Mundundu: When you came, did you go back [to Senegal] before returning here or have you remained here since your first visit?

Thiam: When I finished the 45 days I said I wanna go back, because like I suspected, it has been a long journey and very painful… For one, I was alone. Even though the company made me feel like one of them, to me I was alone because I could not speak English (Senegal was under French colonization) and no one had heard my language. Two, is someone to be my wife—I was looking for only Africans. I didn’t care where she came from - Ghana or Nigeria or Lagos or Liberia. For example, when I heard that there was a Nigerian student at a university near Joliet, I went all the way to Joliet just to see her -another African. That’s how much I missed home.

Mundundu: Were there other support other than from Katherine Dunham? Were there foundations, organizations, people, who supported you, or was she the only one who supported you and African culture at that time in the 60’s, bringing people and the arts here… Also another question, did you come before or after Ballet de Africa here in the United States?

Thiam: When I came here, there was somebody else before me.

Mundundu: With the djembe?

Thiam: Yes, with the djembe. It was Alhaji Camara - in New York.

Mundundu: When did he come?

Thiam: Around,…see I came in the 60’s. Camara must have come right after the independence, a year before. But the difference between me and Camara is that, he came in and stopped in New York. He was wrapped up in the New York environment. At that time also Olatunji himself, from Nigeria, was looking into what he could do to bring something that was new to the country. And he was mostly around the Atlanta area. Olantunji first noticed the attention the drum was getting. (You know, if you read American history the drum was banned down in New Orleans; they didn’t want them to touch the drums because people could communicate with the drums.) Anyway, Olatunji saw the opportunities then and started recording. But he was only dealing with Nigerian culture. That was what he understood the best. Then there were drummers from Guinea. When the Drum Ballet Guinea was touring they came to all major cities. So people saw the djembe as beautiful but after that it was over. It came and went. They didn’t know where to find it.
    Camara also played a great role in popularizing the instrument. At the time Madame Dunham brought him she had dance schools on 42nd street. He stayed there with her, doing classes. She was incorporating Haitian movement and African, and she needed a drummer to link them. And when Olatunje started Drums of Passion he used Camara for some of the tracks of the record. Columbia said ‘this is great,’ so they recorded Drums of Passion. And then ‘Laji moved to work with Olatunje. Then he started to incorporate Charlie Parker. Later, these jazz players started to come in to find out what they could learn from the African drummers. My opinion is that Camara got trapped in that system. I don’t think he has moved around much since he’d been here, he’s still in New York.
    The difference for me, when Katherine Dunham brought me here, was that I was trapped with the militants and this led to new discoveries in intellectual and political environments. These exposures paved way for many other opportunities to expose the djembe to many people around the US and other parts of the globe

Mundundu: Olatunji. That’s the name you hear here, when people talk about career African musicians.

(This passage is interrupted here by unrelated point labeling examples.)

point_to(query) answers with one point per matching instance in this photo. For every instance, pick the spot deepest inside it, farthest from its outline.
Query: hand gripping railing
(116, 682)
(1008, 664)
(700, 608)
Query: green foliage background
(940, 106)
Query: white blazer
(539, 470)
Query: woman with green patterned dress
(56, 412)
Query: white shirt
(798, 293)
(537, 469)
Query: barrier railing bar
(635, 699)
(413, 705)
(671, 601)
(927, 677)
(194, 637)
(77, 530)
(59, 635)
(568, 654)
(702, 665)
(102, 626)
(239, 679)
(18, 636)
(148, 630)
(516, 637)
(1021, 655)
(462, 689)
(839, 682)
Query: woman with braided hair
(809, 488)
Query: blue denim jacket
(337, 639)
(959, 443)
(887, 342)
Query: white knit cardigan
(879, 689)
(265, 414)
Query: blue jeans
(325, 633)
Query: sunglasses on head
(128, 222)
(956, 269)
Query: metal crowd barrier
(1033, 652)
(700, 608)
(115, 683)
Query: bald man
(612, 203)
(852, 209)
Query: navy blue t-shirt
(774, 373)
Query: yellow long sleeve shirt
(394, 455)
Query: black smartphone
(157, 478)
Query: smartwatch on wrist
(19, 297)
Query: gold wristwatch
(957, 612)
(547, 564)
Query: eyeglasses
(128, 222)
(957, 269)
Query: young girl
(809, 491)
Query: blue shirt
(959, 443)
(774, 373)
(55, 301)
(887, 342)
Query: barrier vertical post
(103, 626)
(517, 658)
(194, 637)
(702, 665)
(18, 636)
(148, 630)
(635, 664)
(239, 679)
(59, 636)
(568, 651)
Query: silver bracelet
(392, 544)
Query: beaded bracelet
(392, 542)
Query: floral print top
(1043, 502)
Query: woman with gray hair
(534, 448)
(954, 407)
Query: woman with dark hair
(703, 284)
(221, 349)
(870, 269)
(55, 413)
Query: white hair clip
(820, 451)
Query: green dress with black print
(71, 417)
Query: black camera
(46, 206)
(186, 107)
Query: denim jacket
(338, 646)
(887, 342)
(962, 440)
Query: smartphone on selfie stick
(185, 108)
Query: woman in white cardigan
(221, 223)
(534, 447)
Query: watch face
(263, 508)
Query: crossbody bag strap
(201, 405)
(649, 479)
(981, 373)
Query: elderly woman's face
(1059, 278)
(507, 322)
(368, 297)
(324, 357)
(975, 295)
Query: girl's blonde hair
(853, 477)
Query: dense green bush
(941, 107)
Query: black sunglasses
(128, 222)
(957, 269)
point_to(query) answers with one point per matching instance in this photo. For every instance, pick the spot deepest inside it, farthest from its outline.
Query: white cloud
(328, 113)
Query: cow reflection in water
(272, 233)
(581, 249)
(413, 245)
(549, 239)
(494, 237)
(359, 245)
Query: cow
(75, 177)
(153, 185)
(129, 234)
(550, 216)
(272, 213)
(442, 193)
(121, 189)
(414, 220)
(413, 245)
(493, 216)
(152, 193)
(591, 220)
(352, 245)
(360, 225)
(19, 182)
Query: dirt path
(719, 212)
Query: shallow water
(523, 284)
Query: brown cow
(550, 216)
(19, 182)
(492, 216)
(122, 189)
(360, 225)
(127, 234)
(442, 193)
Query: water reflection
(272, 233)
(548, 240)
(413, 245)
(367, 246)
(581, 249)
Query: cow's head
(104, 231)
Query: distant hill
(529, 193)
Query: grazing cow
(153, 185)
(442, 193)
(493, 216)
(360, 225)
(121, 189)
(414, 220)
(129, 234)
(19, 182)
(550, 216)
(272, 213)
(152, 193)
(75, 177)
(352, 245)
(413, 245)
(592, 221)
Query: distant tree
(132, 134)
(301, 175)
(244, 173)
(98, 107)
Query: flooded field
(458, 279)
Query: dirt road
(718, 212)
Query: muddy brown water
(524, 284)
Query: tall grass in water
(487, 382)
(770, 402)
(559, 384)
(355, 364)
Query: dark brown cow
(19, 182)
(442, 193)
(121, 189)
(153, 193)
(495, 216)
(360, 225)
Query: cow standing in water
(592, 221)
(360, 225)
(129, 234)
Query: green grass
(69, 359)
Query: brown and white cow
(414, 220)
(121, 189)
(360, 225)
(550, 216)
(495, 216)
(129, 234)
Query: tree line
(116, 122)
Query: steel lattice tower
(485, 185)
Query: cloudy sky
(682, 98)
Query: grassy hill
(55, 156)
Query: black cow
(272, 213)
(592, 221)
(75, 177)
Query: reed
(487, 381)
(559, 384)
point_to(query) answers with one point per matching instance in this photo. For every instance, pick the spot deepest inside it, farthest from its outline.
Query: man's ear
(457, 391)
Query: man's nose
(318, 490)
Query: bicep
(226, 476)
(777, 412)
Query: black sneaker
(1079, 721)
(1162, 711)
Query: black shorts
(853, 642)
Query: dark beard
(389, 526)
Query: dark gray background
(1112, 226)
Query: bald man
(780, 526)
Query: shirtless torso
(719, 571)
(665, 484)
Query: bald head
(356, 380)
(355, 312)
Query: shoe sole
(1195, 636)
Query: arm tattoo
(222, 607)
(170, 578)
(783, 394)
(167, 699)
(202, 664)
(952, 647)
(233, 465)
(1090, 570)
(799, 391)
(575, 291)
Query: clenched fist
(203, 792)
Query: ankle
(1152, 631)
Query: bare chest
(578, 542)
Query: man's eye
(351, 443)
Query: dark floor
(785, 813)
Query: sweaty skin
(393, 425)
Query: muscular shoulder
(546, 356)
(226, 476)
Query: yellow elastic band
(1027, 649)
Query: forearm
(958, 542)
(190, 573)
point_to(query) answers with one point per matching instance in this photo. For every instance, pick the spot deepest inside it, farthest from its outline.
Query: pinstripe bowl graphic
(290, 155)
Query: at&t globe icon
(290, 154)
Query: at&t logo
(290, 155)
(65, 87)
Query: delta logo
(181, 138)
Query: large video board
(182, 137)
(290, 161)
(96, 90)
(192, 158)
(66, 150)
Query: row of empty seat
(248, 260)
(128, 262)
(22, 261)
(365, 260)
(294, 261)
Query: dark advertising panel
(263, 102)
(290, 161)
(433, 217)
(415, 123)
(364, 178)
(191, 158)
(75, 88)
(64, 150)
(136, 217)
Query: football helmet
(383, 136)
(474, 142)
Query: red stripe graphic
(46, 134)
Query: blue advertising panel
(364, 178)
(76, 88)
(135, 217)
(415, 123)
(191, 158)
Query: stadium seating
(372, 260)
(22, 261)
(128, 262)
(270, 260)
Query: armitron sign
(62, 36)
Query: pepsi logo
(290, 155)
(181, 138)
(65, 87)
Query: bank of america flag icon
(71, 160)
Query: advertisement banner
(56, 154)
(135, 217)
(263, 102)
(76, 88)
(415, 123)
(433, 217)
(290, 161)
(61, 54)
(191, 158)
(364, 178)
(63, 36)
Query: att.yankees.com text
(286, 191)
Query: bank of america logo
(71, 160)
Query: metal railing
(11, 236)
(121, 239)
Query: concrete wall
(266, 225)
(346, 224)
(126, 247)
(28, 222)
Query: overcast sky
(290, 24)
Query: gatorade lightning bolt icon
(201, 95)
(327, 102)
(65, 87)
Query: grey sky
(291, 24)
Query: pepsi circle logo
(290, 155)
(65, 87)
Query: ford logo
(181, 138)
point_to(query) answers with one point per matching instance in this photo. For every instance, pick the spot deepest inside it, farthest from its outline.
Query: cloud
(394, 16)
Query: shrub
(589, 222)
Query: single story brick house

Thiam: That’s because of the exposure Olatunji got from the record he did with Columbia, Drums of Passion. He did a song called ‘Akiwawa.’ It made Olatunji. Akiwawa a la kehinde,...O se, o se o, o se o..." So you have three people who came, Olatunje, Alhaji Camara, then I came.

Fred O: But in this area, the St. Louis area, did anybody or group come before you?

Thiam: No, no.

Mundundu: That’s really amazing. Today when you talk about African music in the United States it is the traditional music which is most popular; and in people’s minds when they talk African music they see the djembe. So the djembe has gained a lot of respect, a lot of value. For some people if you bring any kind of instruments, they just won’t go with any other drums unless they see the djembe.